Sekiro Shadows Die Twice: Kampf mit zwei Schlüsselkomponenten und weitere Infos
Der Director Hidetaka Miyazaki hat sich in einem aktuellen Interview zum Gameplay und zum Kampfsystem von "Sekiro: Shadows Die Twice" geäußert. Der Titel wird im kommenden Jahr für Konsolen und PC in den Handel kommen.

Der Director Hidetaka Miyazaki hat sich auf dem PlayStation Blog umfangreich zum kommenden „Sekiro: Shadows Die Twice“ geäußert. Dabei ging er unter anderem auf das Kampfsystem des Titels ein. Auch das Gamedesign wurde thematisiert.
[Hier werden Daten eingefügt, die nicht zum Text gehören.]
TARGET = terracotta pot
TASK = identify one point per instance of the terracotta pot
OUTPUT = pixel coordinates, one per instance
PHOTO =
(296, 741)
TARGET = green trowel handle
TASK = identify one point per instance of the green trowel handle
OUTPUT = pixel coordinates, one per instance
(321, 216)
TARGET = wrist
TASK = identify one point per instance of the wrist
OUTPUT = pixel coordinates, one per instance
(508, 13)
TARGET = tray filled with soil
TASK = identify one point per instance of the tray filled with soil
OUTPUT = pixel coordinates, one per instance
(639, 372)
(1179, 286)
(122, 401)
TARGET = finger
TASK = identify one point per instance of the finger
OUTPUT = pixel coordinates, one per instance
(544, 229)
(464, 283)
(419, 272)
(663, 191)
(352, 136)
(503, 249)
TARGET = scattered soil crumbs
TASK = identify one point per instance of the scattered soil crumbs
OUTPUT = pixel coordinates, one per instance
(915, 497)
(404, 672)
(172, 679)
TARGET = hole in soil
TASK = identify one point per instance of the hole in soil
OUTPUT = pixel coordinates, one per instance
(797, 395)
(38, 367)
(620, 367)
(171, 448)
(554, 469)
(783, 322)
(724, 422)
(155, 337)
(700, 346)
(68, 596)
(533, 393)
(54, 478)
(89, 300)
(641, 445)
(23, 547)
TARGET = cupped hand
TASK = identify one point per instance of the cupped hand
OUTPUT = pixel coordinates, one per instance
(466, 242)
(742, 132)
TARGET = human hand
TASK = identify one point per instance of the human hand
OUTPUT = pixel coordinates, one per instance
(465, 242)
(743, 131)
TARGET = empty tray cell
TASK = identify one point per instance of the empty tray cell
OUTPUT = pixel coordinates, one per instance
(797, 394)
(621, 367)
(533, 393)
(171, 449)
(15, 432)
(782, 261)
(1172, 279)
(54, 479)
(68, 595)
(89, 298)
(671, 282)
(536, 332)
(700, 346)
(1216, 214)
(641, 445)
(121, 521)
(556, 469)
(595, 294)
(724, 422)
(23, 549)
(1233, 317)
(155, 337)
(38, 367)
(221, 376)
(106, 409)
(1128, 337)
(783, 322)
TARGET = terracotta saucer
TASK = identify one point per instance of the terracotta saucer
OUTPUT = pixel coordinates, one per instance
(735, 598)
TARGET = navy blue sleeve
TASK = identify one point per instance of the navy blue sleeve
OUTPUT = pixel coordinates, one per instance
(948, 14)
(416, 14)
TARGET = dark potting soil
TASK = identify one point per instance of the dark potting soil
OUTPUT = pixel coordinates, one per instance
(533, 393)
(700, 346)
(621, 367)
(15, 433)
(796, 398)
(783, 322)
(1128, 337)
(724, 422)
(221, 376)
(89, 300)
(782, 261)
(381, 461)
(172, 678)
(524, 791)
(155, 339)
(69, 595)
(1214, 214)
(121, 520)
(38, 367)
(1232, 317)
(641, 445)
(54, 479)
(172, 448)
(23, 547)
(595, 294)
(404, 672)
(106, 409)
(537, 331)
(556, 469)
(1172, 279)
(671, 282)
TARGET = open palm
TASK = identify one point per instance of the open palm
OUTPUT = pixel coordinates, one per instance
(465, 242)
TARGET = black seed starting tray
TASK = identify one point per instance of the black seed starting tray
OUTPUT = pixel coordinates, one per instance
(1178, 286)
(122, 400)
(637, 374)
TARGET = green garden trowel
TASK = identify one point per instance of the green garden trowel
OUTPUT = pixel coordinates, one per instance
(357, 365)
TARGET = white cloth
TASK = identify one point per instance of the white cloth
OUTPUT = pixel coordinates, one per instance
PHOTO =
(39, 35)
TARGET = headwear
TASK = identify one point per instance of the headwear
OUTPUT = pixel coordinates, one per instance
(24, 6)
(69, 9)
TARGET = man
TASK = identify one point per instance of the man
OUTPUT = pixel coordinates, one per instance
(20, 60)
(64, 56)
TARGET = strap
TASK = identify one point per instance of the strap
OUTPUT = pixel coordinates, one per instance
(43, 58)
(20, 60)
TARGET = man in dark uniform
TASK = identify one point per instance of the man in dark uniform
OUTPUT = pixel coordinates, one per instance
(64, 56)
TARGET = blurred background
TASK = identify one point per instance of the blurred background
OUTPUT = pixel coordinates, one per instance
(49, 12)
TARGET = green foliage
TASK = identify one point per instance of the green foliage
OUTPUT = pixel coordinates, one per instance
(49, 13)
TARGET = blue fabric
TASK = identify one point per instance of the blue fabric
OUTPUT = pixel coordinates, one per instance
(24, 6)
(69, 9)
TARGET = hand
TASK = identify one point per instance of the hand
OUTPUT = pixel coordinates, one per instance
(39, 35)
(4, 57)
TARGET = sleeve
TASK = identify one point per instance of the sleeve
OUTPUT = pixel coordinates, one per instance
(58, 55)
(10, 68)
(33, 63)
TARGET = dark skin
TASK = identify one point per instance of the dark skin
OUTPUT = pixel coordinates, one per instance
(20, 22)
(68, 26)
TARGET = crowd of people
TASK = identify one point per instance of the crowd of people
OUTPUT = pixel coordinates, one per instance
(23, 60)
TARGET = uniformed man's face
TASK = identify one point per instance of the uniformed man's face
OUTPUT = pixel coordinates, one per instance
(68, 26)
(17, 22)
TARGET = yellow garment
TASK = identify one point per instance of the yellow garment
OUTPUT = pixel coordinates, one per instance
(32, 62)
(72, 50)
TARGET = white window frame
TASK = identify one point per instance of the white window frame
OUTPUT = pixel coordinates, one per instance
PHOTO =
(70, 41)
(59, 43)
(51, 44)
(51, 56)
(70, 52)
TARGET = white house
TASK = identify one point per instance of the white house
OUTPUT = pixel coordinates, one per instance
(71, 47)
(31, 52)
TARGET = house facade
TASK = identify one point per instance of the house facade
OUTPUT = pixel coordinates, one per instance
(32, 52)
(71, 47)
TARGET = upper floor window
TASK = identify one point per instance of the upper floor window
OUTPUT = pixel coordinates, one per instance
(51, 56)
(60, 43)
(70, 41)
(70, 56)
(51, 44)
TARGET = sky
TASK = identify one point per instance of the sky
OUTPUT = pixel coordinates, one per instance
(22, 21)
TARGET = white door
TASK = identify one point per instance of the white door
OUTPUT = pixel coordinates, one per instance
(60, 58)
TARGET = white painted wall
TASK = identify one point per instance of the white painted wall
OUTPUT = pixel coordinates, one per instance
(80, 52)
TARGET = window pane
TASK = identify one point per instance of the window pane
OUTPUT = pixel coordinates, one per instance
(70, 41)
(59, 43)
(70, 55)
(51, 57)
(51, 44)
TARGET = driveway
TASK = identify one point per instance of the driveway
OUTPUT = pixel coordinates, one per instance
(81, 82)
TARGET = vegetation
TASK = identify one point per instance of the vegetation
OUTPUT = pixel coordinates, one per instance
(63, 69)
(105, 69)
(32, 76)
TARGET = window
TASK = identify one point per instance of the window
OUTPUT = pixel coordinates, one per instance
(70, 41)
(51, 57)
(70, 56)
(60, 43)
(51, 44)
Laut der Angabe des Directors habe man bei „Sekiro: Shadows Die Twice“ eine gewisse Vertikalität im Hinterkopf, die bei den Etappen zum Einsatz kommt. Das sei eine der Stärken des Entwicklers.
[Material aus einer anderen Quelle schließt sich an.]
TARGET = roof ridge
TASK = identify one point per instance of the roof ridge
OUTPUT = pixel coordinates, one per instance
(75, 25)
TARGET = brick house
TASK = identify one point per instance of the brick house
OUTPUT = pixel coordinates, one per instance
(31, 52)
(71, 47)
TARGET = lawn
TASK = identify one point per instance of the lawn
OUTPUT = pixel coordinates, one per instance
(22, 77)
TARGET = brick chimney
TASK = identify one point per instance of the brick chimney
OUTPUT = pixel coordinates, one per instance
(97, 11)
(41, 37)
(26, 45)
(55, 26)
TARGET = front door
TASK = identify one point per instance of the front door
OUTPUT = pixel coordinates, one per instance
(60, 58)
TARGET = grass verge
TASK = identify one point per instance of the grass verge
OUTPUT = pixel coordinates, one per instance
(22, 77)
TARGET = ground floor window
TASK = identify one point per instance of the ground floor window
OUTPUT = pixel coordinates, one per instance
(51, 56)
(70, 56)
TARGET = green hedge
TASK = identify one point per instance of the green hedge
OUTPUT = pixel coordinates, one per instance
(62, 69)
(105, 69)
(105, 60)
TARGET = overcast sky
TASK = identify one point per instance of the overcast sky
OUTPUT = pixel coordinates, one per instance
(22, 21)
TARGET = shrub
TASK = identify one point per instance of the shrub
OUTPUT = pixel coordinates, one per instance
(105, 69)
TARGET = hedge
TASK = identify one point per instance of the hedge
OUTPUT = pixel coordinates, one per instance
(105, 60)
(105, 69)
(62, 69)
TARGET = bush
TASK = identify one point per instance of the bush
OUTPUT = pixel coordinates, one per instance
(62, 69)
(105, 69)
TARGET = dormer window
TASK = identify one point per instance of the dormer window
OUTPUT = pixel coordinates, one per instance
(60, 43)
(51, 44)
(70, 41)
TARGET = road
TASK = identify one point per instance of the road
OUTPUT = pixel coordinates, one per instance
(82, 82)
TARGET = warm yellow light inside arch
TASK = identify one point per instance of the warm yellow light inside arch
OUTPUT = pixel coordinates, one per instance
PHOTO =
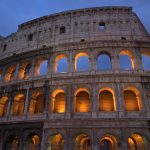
(129, 53)
(138, 96)
(112, 92)
(78, 56)
(58, 57)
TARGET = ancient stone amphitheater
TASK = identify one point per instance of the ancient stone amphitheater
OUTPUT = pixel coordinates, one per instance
(57, 94)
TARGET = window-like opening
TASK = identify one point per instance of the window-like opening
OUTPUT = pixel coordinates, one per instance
(136, 142)
(108, 142)
(30, 37)
(32, 142)
(126, 60)
(3, 105)
(82, 62)
(82, 102)
(36, 103)
(58, 101)
(132, 100)
(55, 142)
(146, 61)
(82, 142)
(62, 30)
(106, 101)
(104, 62)
(102, 26)
(18, 104)
(5, 47)
(12, 143)
(61, 64)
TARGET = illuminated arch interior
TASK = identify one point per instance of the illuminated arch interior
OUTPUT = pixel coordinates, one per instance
(58, 101)
(61, 64)
(126, 60)
(104, 62)
(107, 100)
(82, 142)
(24, 70)
(18, 104)
(36, 102)
(41, 67)
(10, 74)
(3, 105)
(132, 99)
(108, 142)
(135, 142)
(82, 101)
(56, 142)
(82, 62)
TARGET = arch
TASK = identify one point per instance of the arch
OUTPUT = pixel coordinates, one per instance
(108, 142)
(3, 105)
(55, 142)
(126, 60)
(36, 102)
(18, 104)
(10, 74)
(82, 62)
(82, 101)
(136, 142)
(132, 99)
(104, 61)
(82, 142)
(24, 70)
(107, 101)
(58, 101)
(32, 142)
(61, 63)
(41, 67)
(146, 60)
(12, 142)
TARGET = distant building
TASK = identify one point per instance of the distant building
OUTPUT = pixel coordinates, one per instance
(47, 105)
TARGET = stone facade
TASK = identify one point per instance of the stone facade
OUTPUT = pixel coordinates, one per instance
(33, 113)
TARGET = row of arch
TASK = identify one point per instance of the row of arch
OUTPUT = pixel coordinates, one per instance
(81, 101)
(81, 63)
(81, 142)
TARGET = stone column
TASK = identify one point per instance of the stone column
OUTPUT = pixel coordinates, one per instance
(27, 102)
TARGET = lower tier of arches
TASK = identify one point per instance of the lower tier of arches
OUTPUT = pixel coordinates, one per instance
(75, 135)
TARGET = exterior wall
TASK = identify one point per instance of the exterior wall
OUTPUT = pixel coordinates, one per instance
(47, 44)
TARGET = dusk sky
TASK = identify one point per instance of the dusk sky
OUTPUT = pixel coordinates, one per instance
(15, 12)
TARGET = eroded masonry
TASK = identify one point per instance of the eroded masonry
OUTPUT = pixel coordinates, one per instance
(56, 92)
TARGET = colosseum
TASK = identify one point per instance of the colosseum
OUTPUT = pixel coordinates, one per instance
(56, 93)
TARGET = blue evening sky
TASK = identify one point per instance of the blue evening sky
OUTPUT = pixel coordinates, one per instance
(15, 12)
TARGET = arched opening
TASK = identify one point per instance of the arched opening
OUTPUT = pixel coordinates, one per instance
(18, 105)
(36, 102)
(136, 142)
(10, 74)
(104, 62)
(55, 142)
(3, 105)
(61, 64)
(82, 101)
(132, 100)
(24, 71)
(107, 100)
(146, 60)
(82, 142)
(82, 62)
(58, 101)
(41, 67)
(126, 60)
(12, 143)
(32, 142)
(108, 142)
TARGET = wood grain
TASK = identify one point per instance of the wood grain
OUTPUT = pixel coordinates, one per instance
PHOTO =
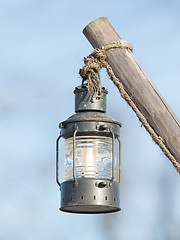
(140, 88)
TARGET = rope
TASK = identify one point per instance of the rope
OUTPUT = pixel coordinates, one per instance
(90, 72)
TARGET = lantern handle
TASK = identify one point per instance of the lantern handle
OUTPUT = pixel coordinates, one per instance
(74, 155)
(57, 160)
(119, 159)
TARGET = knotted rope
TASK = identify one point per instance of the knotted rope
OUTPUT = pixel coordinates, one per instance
(90, 72)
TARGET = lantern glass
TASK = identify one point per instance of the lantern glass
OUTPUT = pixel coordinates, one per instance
(93, 157)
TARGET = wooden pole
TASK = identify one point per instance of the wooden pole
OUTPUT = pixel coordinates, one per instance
(137, 84)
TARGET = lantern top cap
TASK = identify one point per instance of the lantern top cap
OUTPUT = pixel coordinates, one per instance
(84, 87)
(86, 101)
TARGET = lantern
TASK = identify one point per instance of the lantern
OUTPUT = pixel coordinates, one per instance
(92, 170)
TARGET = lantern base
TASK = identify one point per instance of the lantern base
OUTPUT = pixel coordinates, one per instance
(90, 195)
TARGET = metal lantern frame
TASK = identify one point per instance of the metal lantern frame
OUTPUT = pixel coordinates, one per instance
(89, 195)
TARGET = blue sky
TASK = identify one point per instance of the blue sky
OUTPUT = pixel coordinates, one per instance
(42, 48)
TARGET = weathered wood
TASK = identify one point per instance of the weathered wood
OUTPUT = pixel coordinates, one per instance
(142, 91)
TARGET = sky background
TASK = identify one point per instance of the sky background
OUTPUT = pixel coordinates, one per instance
(41, 50)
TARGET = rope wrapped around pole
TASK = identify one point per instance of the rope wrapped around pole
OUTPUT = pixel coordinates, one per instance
(90, 72)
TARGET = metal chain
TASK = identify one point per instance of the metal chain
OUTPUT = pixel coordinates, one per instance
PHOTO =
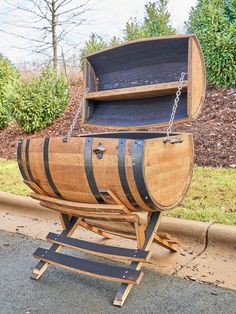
(76, 117)
(175, 106)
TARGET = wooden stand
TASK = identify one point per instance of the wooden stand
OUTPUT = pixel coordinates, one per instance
(74, 215)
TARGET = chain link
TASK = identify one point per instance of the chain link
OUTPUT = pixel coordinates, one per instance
(175, 106)
(76, 117)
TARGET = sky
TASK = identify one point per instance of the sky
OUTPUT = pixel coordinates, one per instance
(106, 19)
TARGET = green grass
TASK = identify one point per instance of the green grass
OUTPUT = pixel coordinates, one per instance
(10, 178)
(212, 195)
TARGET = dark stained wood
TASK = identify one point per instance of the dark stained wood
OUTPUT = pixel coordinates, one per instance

Einfach bumm, hier bin ich…

„Eine Sache, die uns wirklich wichtig war, war die Möglichkeit des dynamischen Entdeckens“, so seine Worte. „Wir wollten uns nicht auf Hilfsmittel wie Leitern und andere Arten der Fortbewegung verlassen müssen, sondern dies erleichtern. Einfach bumm, hier bin ich.“ Auf der anderen Seite sei es wichtig gewesen, das Gameplay um einen Ninja herum zu entwickeln.

„Mit einem Samurai würde man sich direkt in einen Schwertkampf stürzen, mit einem Ninja kann man umherschleichen und die Dinge tun, die als unfair gelten – Gegner blenden, Sachen tun, die nicht ehrwürdig sind. Aus einer Gameplay-Perspektive heraus war das sehr spannend, weil sich so viele Möglichkeiten eröffnet haben“, heißt es weiter.

Die beiden Hauptaspekte dieser Shinobi-Prothese lägen darin, dass ihr mit ihrer Hilfe die Dinge senkrecht entdecken könnt. Zudem gebe es eine Menge Bewegung, die im Kampf verwendet werden könne.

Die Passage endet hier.